Porsche riduce CO2 ed emissioni inquinanti.Misure a lungo termine per aumentare l’ecocompatibilità.

Stoccarda. La Porsche AG, Stuttgart, ha in programma di ridurre ulteriormente ed in modo significativo le emissioni di CO2 delle proprie vetture. Come annunciato al Salone dell’ Auto di Ginevra, tutti i modelli Porsche, all’inizio del prossimo anno, saranno conformi con i rigorosi standard sulle emissioni EU5 applicabili da settembre 2009. Al tempo stesso, soddisferanno anche i limiti attualmente definiti dallo standard EU6, che non entrerà in vigore prima del settembre 2014.

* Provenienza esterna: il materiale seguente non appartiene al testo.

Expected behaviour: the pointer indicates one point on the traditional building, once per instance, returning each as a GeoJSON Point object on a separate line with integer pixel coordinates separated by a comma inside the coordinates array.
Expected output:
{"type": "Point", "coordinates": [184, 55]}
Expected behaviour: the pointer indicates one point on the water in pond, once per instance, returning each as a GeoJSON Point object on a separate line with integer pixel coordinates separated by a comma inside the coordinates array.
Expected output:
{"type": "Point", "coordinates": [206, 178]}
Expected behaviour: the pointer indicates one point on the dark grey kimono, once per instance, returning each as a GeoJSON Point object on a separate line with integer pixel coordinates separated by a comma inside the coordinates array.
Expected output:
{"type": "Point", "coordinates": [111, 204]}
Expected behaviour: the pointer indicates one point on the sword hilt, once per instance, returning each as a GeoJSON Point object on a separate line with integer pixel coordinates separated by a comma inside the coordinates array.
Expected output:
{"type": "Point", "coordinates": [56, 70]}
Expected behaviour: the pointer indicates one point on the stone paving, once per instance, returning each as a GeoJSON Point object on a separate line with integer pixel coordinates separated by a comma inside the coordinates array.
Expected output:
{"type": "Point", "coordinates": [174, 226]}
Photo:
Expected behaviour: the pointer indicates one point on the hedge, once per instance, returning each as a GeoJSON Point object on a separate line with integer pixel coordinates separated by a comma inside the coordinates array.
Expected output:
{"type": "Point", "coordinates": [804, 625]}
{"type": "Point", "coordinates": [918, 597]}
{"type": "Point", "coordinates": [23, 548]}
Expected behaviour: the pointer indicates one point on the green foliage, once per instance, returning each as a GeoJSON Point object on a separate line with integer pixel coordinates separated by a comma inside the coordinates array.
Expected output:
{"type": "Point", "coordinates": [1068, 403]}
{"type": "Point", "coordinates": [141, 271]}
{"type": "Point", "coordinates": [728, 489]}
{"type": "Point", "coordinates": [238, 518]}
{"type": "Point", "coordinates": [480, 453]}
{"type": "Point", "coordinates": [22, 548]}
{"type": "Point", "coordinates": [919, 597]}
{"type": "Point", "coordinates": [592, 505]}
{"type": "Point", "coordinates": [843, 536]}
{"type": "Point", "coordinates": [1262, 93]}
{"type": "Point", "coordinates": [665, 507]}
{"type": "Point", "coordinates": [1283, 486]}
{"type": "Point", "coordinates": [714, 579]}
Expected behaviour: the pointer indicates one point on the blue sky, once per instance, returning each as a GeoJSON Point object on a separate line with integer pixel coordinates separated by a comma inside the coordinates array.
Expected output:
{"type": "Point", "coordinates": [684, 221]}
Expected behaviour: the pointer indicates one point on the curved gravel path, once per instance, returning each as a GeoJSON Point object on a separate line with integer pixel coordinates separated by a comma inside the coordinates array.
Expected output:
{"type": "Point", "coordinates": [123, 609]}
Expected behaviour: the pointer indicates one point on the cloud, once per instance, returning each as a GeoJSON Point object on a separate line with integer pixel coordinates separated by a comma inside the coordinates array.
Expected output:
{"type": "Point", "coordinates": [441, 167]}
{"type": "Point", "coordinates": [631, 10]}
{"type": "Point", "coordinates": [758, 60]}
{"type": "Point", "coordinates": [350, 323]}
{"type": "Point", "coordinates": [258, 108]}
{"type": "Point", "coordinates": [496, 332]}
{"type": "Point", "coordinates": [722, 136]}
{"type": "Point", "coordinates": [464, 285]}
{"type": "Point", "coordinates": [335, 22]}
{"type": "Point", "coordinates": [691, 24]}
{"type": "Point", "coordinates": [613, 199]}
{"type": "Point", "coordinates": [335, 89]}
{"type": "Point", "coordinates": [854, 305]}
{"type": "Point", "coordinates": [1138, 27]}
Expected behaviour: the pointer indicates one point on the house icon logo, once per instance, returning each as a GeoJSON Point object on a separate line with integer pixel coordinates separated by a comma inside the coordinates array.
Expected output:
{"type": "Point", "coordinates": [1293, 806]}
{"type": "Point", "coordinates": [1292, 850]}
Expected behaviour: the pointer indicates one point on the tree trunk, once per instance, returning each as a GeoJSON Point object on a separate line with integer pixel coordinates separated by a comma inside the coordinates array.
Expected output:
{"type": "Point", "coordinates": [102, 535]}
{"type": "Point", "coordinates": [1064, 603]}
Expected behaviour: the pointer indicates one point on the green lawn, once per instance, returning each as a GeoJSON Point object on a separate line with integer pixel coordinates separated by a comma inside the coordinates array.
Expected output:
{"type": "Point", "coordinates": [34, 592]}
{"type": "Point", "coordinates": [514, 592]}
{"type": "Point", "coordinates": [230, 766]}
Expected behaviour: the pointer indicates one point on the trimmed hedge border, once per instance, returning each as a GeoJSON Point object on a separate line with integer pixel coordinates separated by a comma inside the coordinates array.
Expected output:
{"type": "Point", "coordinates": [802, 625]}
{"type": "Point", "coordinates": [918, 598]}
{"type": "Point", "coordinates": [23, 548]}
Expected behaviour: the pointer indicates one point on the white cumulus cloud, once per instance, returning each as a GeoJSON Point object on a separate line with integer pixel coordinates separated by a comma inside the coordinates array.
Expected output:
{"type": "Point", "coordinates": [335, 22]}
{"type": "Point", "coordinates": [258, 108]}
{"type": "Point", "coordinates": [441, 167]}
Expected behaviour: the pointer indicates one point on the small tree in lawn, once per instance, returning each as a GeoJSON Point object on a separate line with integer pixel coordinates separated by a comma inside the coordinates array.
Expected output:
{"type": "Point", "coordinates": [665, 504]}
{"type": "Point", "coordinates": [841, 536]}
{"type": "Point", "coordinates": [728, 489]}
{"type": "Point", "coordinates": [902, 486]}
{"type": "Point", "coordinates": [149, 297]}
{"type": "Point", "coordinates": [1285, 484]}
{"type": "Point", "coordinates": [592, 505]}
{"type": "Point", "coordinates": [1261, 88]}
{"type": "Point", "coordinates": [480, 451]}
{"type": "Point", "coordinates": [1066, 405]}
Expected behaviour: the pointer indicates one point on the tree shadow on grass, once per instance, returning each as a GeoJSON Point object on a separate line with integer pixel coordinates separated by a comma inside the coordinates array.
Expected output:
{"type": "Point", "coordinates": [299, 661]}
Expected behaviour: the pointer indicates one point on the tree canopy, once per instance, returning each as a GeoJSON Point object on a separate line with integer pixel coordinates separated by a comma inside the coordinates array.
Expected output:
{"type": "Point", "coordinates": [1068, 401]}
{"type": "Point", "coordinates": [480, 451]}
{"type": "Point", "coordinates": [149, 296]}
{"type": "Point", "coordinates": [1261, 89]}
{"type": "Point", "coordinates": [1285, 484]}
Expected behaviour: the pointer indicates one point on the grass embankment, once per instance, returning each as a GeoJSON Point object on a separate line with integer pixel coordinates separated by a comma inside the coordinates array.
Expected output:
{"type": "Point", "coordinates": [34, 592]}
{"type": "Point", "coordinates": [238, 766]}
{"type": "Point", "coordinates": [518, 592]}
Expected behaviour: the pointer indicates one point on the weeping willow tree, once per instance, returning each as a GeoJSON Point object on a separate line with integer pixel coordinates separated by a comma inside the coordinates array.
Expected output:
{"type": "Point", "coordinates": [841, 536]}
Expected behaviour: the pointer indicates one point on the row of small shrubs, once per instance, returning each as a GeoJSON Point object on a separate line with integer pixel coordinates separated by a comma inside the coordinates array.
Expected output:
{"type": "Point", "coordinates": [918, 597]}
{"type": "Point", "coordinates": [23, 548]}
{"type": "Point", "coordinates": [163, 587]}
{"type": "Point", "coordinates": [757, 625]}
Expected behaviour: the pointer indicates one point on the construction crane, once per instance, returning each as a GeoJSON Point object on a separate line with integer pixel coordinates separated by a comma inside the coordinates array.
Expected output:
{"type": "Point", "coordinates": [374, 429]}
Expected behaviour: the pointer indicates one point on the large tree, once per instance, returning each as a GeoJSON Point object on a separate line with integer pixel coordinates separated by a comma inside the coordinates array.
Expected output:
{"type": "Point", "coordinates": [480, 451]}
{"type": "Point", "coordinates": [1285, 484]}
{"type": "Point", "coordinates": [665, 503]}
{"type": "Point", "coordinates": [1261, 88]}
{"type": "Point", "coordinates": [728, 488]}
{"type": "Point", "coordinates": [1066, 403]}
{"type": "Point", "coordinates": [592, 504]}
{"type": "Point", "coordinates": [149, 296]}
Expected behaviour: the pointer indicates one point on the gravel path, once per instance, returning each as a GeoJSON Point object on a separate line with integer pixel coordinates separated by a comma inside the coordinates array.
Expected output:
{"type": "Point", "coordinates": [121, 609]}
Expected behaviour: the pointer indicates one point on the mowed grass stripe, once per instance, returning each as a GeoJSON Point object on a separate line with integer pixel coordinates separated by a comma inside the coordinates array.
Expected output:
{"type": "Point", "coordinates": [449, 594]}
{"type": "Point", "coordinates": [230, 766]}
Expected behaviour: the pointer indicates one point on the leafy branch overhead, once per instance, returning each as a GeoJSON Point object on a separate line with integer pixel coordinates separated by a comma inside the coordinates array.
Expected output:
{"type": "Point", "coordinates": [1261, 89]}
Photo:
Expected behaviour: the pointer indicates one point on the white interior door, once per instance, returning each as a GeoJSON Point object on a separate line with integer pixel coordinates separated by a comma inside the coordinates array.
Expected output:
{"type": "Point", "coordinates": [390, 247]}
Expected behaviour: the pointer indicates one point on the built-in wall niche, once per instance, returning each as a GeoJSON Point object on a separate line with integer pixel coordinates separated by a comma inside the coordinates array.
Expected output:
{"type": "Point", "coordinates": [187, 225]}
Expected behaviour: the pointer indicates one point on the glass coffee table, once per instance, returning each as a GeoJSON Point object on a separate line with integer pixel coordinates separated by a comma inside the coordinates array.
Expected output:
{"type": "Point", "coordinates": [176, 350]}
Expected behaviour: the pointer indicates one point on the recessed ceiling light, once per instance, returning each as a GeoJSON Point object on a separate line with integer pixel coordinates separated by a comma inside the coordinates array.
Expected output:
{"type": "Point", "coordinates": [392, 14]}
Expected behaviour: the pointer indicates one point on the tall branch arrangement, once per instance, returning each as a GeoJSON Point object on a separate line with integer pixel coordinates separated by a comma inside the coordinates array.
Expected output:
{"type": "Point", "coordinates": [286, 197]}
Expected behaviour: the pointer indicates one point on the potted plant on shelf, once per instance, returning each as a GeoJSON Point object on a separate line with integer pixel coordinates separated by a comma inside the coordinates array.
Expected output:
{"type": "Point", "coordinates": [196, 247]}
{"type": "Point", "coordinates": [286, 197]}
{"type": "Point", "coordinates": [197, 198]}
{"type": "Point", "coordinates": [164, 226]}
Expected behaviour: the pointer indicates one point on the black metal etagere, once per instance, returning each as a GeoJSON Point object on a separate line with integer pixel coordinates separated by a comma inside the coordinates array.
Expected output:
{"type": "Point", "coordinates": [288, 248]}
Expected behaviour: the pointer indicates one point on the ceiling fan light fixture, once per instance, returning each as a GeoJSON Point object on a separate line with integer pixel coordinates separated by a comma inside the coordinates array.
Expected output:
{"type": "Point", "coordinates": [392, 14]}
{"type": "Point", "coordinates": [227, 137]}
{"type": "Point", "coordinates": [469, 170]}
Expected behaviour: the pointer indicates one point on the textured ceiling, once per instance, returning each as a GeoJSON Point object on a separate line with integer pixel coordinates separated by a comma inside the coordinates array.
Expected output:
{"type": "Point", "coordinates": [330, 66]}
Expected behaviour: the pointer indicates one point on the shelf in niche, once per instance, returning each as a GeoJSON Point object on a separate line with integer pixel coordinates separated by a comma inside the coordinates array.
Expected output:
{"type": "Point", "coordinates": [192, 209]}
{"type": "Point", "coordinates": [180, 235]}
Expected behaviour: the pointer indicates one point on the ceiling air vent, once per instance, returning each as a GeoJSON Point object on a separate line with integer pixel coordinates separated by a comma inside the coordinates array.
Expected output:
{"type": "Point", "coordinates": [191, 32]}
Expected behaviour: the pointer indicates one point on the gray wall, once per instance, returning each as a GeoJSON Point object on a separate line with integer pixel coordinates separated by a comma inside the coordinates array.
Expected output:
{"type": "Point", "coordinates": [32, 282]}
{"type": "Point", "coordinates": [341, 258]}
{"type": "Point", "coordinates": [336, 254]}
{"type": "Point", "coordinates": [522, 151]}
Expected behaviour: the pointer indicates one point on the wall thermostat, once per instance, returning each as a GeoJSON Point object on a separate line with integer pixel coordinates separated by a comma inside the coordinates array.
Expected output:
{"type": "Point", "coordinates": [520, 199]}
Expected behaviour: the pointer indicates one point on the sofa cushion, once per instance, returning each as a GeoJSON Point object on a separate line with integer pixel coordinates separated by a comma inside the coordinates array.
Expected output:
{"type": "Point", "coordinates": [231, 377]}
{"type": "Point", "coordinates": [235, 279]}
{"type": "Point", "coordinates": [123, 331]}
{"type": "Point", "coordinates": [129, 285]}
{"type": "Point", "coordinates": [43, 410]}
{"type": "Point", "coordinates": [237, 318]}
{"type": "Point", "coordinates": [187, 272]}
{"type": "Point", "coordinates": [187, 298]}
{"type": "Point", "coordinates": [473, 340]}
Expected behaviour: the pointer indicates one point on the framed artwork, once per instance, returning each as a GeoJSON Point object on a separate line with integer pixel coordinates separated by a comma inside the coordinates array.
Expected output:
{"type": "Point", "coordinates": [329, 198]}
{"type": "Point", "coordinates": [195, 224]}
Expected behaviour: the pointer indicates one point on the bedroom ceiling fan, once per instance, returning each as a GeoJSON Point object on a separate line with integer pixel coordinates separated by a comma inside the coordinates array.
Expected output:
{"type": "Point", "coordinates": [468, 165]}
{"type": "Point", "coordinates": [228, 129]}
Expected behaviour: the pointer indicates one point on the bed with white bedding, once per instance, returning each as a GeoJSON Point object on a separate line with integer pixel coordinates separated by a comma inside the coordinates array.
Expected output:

La società ha annunciato, inoltre, che tutti i motori Porsche sono, già oggi, in grado di funzionare con carburante misto ad etanolo. Questo vale sia per le vetture sportive Porsche, progettate per una quota di etanolo del 10%, sia per i SUV Cayenne, i quali possono viaggiare con una miscela combustibile con percentuale di etanolo fino al 25%. L’etanolo è un cosiddetto biocarburante, ottenuto recuperando materie prime rigenerate e migliorando, così, l’equilibrio complessivo di CO2 rispettivamente del 10 e del 25%. Il Centro Sviluppo Porsche sta lavorando anche al cosiddetto veicolo a combustibile flessibile (FFV) in grado di funzionare sia con sola benzina sia con una miscela di etanolo fino all’85%.

Nel suo costante sforzo per ridurre i consumi di carburante e le emissioni, Porsche attualmente pone in primo piano l’introduzione di un motore ibrido che la società sta sviluppando assieme al gruppo Volkswagen e che si prevede entrerà nel mercato in un’ulteriore variante della Cayenne entro la fine del decennio. Questo concetto di guida alternativo ridurrà, quindi, il consumo di carburante di un ulteriore 30%. La Cayenne ibrida consumerà, infatti, meno di 9 litri di carburante ogni 100 km.

Porsche progetta di introdurre un cosiddetto “full hibrid” associando un motore a benzina ad un motore elettrico. Beneficiando di questo sistema, entrambi i motori potranno essere azionati insieme e indipendentemente uno dall’altro, permettendo, in tal modo, tre diverse modalità operative. In questo processo, il motore elettrico fornisce la potenza richiesta non solo in fase di avvio a velocità moderata o nelle manovre ma anche durante la guida, ad esempio, nelle zone residenziali.

Oltre agli attuali sforzi per ridurre il consumo di carburante attraverso la riduzione del peso e l’uso della tecnologia innovativa VarioCam Plus per la gestione delle valvole e l’iniezione diretta, le misure previste serviranno a diminuire significativamente anche le emissioni di CO2 e la quota di ossido di azoto presente nei gas di scarico, mediante la conformità anticipata con gli standard EU5 ed EU6.